Measuring up to about 9cm long (3.5″), it had forward-facing eyes and five pairs of grasping appendages on the underside of its head, adaptations that suggest it was an active predator convergently similar to anomalocaridids. It probably swam around grabbing onto whatever small prey items it could catch, trapping them in its “limb basket” while it ate them.
Peltephilus ferox, an armadillo from the Early Miocene of Argentina (~17-16 mya) that was similar in size to a large dog, probably around 1.5m long (5′). It had less solid armor than its modern relatives, with its bony osteoderms being arranged more like chain mail, loosely connected to each other and slightly overlapping, creating a much more flexible body covering.
Its most unusual features were the horns on its snout, convergently resembling the later horned gophers of North America. But unlike other mammals Peltephilus‘ horns were actually modified plates of its face armor, enlarged pointed osteoderms that were only connected to its skull by soft tissue membranes – meaning that after death they tended to fall off, and the exact number and position of them is still a little uncertain.
Its unusually broad snout and large teeth were originally interpreted as evidence of it being an active carnivore, but more recent studies of its anatomy have suggested that it was much more likely to have been a herbivorous or omnivorous digger, mainly feeding on underground plant matter like roots and tubers.
Living during the Early Jurassic (~183-179 mya) in the shallow seas that covered most of Europe at the time, Stenopterygius was an average-sized ichthyosaur growing up to about 4m in length (13′). A fossil found in Germany has some incredibly good soft-tissue preservation, showing smooth flexible scaleless skin, a layer of insulating blubber very convergently similar to that found in cetaceans, and even evidence of countershaded coloration.
While the confirmation of blubber is amazing, and gives further evidence that ichthyosaurs were warm-blooded, the color preservation might actually be even more interesting. The skin pigmentation is preserved in enough fine detail for branched melanophores to be visible under a microscope – a type of cell associated with the ability to change color. So there’s a possibility that ichthyosaurs could actively darken or lighten their color patterns, for purposes such as better camouflage, UV protection, or temperature regulation.
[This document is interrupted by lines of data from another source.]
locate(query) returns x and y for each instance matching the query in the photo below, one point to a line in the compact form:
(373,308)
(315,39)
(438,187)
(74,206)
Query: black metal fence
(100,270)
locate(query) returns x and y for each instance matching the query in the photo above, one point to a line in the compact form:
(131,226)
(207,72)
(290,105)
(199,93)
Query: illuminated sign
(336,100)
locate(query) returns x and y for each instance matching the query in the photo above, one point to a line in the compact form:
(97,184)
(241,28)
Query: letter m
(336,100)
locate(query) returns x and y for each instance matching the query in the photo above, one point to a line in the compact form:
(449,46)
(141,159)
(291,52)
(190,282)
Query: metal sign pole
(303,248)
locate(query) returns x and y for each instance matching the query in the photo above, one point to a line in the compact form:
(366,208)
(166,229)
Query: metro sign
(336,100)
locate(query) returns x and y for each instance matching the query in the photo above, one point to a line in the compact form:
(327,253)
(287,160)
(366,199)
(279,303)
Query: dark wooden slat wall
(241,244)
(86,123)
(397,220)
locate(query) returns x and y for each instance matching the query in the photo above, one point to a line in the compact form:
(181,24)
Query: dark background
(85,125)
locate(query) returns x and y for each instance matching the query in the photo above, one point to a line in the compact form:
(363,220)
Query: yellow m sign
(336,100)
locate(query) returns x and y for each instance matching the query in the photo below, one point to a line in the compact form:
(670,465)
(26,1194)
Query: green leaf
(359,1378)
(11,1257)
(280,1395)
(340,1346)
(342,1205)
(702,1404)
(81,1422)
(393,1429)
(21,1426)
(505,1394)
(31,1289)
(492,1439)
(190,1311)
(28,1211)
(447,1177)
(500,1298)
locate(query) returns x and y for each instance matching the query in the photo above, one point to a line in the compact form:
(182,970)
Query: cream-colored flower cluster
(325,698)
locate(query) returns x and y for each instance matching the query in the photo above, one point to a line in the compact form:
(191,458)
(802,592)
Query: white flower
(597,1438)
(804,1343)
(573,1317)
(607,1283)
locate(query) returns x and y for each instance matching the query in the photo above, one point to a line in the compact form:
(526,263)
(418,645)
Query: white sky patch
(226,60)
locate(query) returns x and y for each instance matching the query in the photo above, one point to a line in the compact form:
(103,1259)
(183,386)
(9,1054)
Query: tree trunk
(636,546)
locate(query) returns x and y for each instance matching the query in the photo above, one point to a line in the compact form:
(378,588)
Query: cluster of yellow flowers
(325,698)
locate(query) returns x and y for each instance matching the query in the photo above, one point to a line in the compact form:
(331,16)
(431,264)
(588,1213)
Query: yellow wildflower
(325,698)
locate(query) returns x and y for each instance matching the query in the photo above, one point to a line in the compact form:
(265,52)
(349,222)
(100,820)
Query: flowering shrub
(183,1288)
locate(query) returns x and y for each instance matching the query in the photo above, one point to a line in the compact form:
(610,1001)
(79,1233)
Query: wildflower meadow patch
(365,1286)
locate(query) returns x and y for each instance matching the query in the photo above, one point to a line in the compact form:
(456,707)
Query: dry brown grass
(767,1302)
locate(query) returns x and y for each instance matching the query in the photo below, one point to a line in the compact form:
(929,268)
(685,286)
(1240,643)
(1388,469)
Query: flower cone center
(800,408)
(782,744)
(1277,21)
Although it looked very shark-like it was actually much more closely related to modern chimaeras, and its most distinctive feature was the forward-pointing “unicorn horn” spine just behind its head – a sexually dimorphic structure formed from a highly modified dorsal fin, found only on mature males.
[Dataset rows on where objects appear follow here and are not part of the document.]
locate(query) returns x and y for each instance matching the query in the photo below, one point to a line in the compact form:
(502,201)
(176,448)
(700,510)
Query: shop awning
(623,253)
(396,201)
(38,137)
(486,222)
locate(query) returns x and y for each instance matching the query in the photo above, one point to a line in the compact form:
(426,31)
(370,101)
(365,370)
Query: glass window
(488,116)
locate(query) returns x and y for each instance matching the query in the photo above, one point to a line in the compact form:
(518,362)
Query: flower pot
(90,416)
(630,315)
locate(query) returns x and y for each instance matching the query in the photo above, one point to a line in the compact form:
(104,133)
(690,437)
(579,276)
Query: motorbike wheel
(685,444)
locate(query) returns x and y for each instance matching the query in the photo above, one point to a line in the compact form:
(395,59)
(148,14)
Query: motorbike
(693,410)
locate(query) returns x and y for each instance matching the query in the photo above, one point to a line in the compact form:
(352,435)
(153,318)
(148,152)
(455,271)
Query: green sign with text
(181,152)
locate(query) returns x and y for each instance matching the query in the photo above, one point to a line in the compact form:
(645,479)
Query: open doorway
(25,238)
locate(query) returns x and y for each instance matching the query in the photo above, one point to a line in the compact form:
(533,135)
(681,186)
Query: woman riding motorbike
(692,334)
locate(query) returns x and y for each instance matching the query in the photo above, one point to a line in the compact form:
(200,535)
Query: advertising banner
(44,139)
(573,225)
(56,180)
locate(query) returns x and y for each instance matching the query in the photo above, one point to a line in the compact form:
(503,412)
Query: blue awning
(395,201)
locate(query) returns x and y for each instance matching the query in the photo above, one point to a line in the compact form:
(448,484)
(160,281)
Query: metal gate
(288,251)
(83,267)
The spine’s function is unknown for certain, but it may have been a sort of clasper involved in courtship and mating, since one fossil seems to preserve a female in the act of biting onto it. Some of its close relatives like Damocles and Stethacanthus also had similarly weird dorsal fins, so whatever these fish were actually doing with these structures it must have been a fairly successful strategy.
Falcatus lived out in the open ocean, with proportionally big eyes giving it good vision in deep dark water, and its large symmetrical tail fin suggests it was a fast maneuverable swimmer that actively chased after small prey. Numerous fossils have been found together, which may also indicate schooling behavior.
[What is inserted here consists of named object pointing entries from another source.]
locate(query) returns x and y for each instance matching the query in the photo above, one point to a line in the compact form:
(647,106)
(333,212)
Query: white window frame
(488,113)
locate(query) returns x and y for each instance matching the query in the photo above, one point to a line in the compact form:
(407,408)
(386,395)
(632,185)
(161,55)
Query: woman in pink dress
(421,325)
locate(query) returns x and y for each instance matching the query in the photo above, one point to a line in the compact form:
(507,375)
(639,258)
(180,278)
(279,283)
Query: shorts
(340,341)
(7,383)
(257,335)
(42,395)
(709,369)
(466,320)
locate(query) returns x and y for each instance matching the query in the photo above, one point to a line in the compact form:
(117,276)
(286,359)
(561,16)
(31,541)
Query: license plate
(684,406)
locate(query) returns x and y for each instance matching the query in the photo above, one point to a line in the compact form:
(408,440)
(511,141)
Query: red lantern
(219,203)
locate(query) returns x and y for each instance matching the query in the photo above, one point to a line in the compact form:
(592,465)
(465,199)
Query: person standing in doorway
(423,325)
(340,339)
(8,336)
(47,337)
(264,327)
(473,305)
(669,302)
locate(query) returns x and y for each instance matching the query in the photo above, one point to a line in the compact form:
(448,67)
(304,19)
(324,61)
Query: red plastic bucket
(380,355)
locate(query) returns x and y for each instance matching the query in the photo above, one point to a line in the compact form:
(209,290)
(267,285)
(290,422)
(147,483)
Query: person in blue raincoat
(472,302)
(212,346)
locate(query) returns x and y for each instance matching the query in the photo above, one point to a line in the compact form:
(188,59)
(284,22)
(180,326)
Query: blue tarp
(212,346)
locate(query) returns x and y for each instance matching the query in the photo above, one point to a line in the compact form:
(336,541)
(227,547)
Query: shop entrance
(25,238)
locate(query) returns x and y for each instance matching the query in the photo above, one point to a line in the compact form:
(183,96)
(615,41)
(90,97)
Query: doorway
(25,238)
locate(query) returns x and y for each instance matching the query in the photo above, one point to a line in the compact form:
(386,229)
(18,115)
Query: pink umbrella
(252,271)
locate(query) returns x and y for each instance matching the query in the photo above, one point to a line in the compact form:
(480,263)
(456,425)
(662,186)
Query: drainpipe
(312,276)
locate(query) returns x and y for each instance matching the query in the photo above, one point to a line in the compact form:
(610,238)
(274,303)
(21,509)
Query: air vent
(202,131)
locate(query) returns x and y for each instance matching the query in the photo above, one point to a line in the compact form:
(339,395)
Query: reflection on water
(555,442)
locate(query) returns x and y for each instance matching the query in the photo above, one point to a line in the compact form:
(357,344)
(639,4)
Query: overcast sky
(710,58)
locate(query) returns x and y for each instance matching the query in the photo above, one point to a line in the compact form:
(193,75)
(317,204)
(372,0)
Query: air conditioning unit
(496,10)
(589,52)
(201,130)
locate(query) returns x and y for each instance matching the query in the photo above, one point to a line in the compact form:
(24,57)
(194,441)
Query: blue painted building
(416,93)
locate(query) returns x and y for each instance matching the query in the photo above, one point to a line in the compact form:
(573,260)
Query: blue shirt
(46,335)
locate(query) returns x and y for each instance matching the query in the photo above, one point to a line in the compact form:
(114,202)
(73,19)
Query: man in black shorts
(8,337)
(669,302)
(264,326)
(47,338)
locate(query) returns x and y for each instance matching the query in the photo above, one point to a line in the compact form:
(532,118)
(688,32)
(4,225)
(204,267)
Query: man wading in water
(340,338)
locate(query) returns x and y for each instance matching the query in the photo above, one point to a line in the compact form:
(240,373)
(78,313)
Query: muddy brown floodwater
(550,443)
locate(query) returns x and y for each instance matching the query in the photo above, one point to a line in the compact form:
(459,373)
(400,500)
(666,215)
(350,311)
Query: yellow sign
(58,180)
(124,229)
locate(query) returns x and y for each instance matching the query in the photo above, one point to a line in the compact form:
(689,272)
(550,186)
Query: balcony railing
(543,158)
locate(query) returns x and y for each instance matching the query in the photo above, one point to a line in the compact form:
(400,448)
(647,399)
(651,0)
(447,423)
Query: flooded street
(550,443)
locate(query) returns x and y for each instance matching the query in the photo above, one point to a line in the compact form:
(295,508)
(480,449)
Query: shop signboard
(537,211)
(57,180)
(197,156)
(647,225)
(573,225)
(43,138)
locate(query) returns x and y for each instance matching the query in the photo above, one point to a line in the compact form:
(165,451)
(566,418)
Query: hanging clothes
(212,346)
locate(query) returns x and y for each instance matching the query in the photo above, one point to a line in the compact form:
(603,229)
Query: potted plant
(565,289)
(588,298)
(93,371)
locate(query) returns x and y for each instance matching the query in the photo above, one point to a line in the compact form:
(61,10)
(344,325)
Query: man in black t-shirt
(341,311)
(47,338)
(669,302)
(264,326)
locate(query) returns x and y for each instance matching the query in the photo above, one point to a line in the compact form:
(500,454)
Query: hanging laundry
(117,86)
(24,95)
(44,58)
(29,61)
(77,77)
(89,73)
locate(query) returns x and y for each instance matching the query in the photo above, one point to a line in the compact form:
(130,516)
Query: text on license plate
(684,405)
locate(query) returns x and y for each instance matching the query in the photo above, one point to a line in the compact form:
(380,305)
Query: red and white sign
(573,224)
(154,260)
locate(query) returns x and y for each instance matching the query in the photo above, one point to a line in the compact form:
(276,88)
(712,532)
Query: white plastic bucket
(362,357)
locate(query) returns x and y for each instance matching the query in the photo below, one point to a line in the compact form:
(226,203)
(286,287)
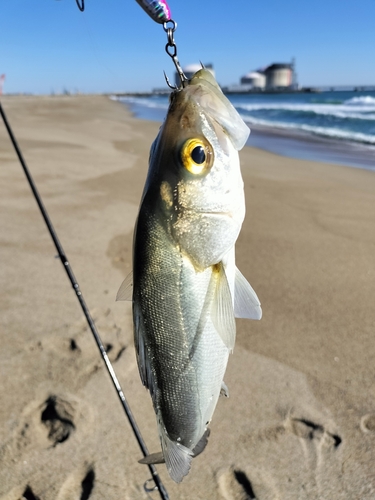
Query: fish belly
(181,357)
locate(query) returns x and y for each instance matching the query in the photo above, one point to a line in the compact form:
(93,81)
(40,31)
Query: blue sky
(50,45)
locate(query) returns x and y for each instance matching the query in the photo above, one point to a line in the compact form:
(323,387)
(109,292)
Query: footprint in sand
(79,484)
(367,423)
(47,422)
(234,484)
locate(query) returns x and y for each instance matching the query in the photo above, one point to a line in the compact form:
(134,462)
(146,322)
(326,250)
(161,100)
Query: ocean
(335,127)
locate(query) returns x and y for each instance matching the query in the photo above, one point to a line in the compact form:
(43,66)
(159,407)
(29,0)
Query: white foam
(351,111)
(331,132)
(365,100)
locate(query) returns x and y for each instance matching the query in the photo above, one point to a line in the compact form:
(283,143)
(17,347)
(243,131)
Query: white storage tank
(279,75)
(255,78)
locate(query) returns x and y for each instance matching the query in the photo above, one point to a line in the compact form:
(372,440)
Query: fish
(185,287)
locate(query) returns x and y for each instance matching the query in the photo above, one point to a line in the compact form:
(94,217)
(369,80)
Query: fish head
(194,164)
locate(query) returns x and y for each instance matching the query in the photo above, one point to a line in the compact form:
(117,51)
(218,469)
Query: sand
(300,420)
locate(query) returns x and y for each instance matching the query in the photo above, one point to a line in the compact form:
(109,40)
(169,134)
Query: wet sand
(300,420)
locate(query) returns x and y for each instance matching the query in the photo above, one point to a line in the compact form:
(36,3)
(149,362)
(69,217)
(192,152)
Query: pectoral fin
(126,289)
(246,302)
(202,443)
(222,313)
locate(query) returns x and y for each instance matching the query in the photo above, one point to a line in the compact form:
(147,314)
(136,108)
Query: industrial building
(257,80)
(275,77)
(279,76)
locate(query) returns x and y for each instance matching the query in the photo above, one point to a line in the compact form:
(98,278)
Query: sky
(114,46)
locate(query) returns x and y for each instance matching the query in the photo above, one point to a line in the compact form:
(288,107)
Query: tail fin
(177,457)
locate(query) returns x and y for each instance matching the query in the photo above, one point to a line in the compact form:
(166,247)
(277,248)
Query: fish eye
(197,155)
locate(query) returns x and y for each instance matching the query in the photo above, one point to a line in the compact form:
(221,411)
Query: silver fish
(186,289)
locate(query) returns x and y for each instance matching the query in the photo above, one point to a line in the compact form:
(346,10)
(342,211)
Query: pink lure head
(158,10)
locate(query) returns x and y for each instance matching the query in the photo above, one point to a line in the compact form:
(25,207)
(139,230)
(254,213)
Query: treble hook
(171,50)
(173,87)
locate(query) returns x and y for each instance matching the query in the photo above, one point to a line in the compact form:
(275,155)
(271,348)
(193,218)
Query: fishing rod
(64,260)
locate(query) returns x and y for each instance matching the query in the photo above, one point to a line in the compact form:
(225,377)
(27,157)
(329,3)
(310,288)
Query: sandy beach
(300,420)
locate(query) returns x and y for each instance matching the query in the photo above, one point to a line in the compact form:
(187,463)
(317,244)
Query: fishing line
(64,260)
(81,5)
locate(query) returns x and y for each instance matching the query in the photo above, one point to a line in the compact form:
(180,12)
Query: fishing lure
(158,10)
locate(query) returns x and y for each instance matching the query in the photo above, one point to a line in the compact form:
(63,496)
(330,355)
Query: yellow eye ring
(197,155)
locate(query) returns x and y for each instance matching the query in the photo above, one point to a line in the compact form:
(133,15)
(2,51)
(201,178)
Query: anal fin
(222,313)
(246,302)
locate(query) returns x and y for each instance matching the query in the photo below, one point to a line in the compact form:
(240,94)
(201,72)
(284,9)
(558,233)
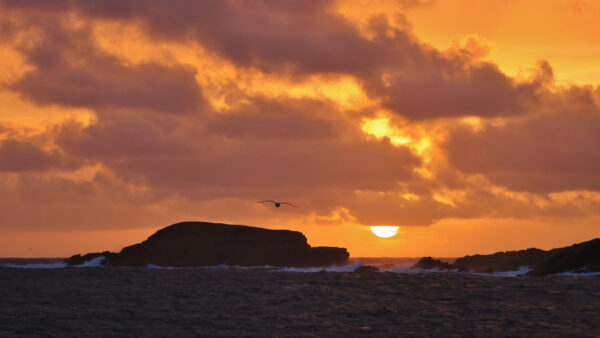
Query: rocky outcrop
(428,263)
(79,259)
(500,261)
(581,257)
(206,244)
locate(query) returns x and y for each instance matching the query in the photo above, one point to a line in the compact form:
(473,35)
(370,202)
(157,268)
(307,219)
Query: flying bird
(278,204)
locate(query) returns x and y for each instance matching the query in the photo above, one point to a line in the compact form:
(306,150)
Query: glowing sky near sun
(472,125)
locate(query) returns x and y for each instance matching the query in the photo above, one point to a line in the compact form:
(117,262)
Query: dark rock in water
(428,263)
(581,257)
(500,261)
(206,244)
(367,268)
(78,259)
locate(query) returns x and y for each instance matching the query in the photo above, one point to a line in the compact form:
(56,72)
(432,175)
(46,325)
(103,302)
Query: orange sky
(471,125)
Although definite fossils of falcatids are only known from the Carboniferous, recently there’s been some possible evidence of them surviving for much much longer. A few isolated fossil teeth from Europe suggest that some of these fish may have persisted for at least another 180 million years into the Early Cretaceous, living in isolated deep water refugia environments in a similar situation to the modern coelacanth – making them fossils of what would have been “living fossils” at the time!